On Saturday I took a day-trip with Elli Sol to Beypazari, a quaint town about 1 1/2 hours from Ankara. I signed up through the University travel guide (they run 3-4 trips a month), and was told that I'd probably be the only male, since the bus would be full of women going to buy jewelry, but I wanted to see a little of Turkey anyway.

Elli Sol and I took two dolmuses early Saturday to get to the university on time. The bus was only half full, and we met a woman originally from Cincinnati (30 years in Turkey!) and her husband, the head of the foreign languages school at ODTU. There were two other men on the bus too, so I didn't feel so out of place. Fifteen miles out of Ankara, however, we stopped under a highway underpass and 20 middle-aged ladies climbed on the bus, all headed for Beypazari's jewerly markets.

Our trip took us through strange terrain, a kind of Turkish Badlands full of sandy mesas and huge desolate valleys. We passed through a few cities and towns, but generally the landscape was barren of people - after the congestion of Ankara it was nice to see just open space. The area we were headed to is an agricultural area, and we saw sheepherders and their flocks, and fields that still retained miles of raised concrete culverts that brought necessary water. The only other people were very small pockets of field workers, and it looked like slow, backbreaking work.

Before entering the town of Beypazari, we traveled through a narrow gully that was hemmed in by two-hundred yard walls on each side. Dug into the walls were the remains of caves that had been used as living quarters in the very distant past. We also visited a sparkling mineral water bottling plant, complete with free samples (the buying began immediately - my fellow passengers bought about 20 cases of the water, and quickly stowed it under the bus, where I imagine it would get quite shaken up as we drove on the rest of the day).

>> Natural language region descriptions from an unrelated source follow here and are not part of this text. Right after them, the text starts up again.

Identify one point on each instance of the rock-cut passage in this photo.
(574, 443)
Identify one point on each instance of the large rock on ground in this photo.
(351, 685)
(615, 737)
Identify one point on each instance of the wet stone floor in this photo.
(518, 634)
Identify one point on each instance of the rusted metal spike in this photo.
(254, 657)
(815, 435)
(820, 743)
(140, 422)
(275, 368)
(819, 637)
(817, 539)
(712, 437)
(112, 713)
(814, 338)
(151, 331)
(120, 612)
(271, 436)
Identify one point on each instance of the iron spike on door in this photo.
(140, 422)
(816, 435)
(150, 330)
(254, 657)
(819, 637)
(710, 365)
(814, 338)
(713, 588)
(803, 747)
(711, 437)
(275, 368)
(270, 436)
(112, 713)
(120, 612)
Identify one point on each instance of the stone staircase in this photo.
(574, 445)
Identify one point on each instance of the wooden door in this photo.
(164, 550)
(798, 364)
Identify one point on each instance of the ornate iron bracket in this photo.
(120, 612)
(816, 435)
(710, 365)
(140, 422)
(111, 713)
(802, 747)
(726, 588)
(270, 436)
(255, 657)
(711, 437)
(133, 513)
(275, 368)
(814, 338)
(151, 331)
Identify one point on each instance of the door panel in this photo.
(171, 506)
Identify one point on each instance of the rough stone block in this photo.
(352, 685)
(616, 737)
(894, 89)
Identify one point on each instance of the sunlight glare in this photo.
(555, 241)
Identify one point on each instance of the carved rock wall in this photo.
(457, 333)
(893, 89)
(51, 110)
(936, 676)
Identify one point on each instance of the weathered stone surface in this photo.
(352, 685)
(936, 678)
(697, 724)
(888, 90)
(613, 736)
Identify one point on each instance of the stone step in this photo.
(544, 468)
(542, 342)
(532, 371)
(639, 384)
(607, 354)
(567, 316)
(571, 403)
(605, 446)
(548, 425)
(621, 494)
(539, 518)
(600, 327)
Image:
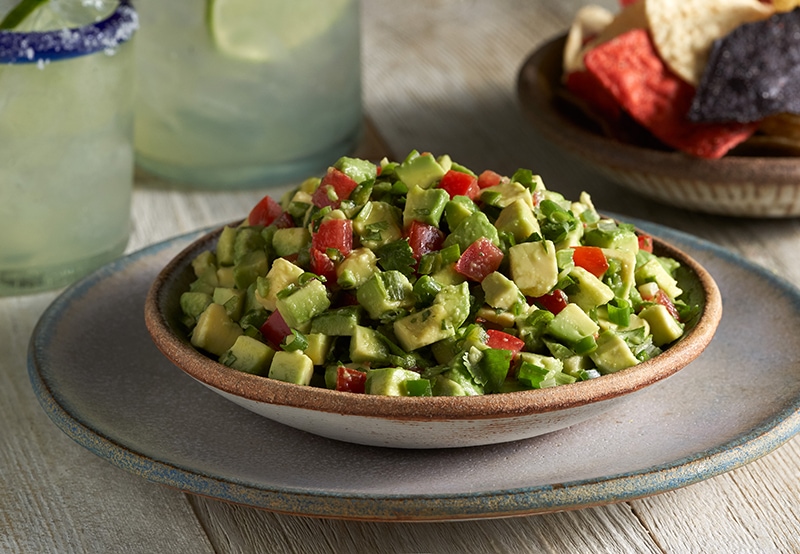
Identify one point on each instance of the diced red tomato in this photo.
(590, 258)
(275, 329)
(322, 265)
(645, 242)
(350, 380)
(480, 259)
(457, 183)
(265, 212)
(424, 238)
(554, 301)
(501, 339)
(334, 233)
(335, 187)
(663, 299)
(489, 179)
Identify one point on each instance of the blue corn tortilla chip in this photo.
(752, 72)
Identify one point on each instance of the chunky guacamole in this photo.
(424, 278)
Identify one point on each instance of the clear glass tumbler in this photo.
(66, 129)
(242, 93)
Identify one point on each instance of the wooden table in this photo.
(439, 75)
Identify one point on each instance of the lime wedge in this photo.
(19, 13)
(263, 30)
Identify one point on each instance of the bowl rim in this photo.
(539, 78)
(263, 390)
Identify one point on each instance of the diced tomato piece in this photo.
(590, 258)
(334, 233)
(350, 380)
(489, 179)
(663, 299)
(480, 259)
(645, 242)
(554, 301)
(264, 212)
(275, 329)
(457, 183)
(501, 339)
(424, 238)
(322, 265)
(335, 187)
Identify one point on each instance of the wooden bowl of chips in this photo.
(760, 178)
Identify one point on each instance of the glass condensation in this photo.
(209, 119)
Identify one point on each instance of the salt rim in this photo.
(46, 46)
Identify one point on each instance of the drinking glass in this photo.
(66, 129)
(242, 93)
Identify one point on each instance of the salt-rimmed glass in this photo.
(66, 162)
(216, 110)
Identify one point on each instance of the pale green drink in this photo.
(66, 162)
(242, 93)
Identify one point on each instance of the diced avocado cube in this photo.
(194, 303)
(424, 205)
(458, 209)
(500, 291)
(534, 267)
(338, 322)
(505, 194)
(419, 169)
(249, 267)
(389, 381)
(303, 304)
(384, 293)
(588, 291)
(290, 241)
(249, 355)
(424, 327)
(572, 324)
(318, 347)
(652, 270)
(517, 219)
(367, 346)
(378, 223)
(282, 274)
(663, 326)
(612, 353)
(442, 386)
(291, 367)
(356, 268)
(203, 263)
(357, 169)
(232, 299)
(215, 331)
(225, 246)
(474, 226)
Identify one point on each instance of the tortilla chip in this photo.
(752, 73)
(629, 68)
(684, 30)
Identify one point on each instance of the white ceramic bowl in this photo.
(421, 422)
(745, 186)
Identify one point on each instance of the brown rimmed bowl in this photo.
(423, 422)
(735, 185)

Then it was onto to Beypazari itself, which reatins about 300 of the Ottoman houses that used to exist in parts of Turkey. These are not all concrete or adobe, but have wood frames, and each story is a little larger than the preceeding one. They kind of have the look of a Swiss chalet. The bottom floor was for the livestock, etc., and was made of stone, and the second and third (and fourth sometimes) were were the living and sleeping took place. We went inside one, converted into a museum, and it had a nice wood interior (though the woodwork didn't compare to old Norwegian homes I've seen). One interesting facet was the ornate cupboard toilet, which allowed one to stay in their living room and take care of business rather than go outside.

As we walked, we saw some of the local products - homemade noodles (hard) sold in large bags, crispy rolls (but when fresh out of the oven, as they were from some shops), and a type of candied carrot/Turkish delight, that is very tasty (I bought some rolled around walnuts for home).

We had a nice lunch in another converted home; the place we went is known for their sarma, which is a bit of rice and beef rolled very tightly in grape leaves. At lunch I sat with the Cincinnati couple, and another couple WHO HAD LIVED ON THE SAME STREET AS US IN ALBANY! Talk about a small world. Keren (the husband) is Turkish, and had worked for the New York State School Board's Association as a researcher; his wife Gloria was originally from Guatamala. They have lived in other countries as well, including a long stint in Saudi Arabia, and have now retired to a little community just outside one of the University gates. We have plans to meet this Saturday (Silvia and the kids can practice their Spanish), and we can talk about how this world may be too small.

After lunch, it was on to a jewelry area, with many small shops selling filigree (sp?) silver. There was one beautiful box, with the finest spirals of silver making up designs, about the size of my hand. I asked how much, and the proprietor weighed it to determine the price (it is silver, after all). It was about $200 U.S. dollars (and probably well worth it). Everywhere we went, they weighed the items to determine the prices (the craftsmanship must be factored in somehow). We also were invited in to see three men in a back room making jewelry. They had tiny torches and tools, and worked on small stone slabs.

After an hour of "shopping," we went to see some different crafts being made. First we went into a textile factory, which consisted of about 10 sewing machines and weaving machines apparatus, where women were working making small handbags and linen cloths. In the same building there were large looms where carpets were being made by hand. On the floor below, there were several tables of jewelry craftsmen/women, and there I found the cheapest silver goods (and of course bought some - I got Elli Sol and Mara fine-spun silver lockets and silver chains for about $5 each. Next door we were shown how the textiles were dyed (with colors made from various plants and flowers).

The day ended with some free-time in the town, and then a ride home in the dark (Elli Sol slept, and then said "That was quick," not believing she slept). Back to the highway underpass, 20 women unloaded bags of items and cases of mineral water, and then back to the university, where Elli Sol and I took two dolmuses to get home. A great day, and I hope to take advantage of the university service to see more of Turkey.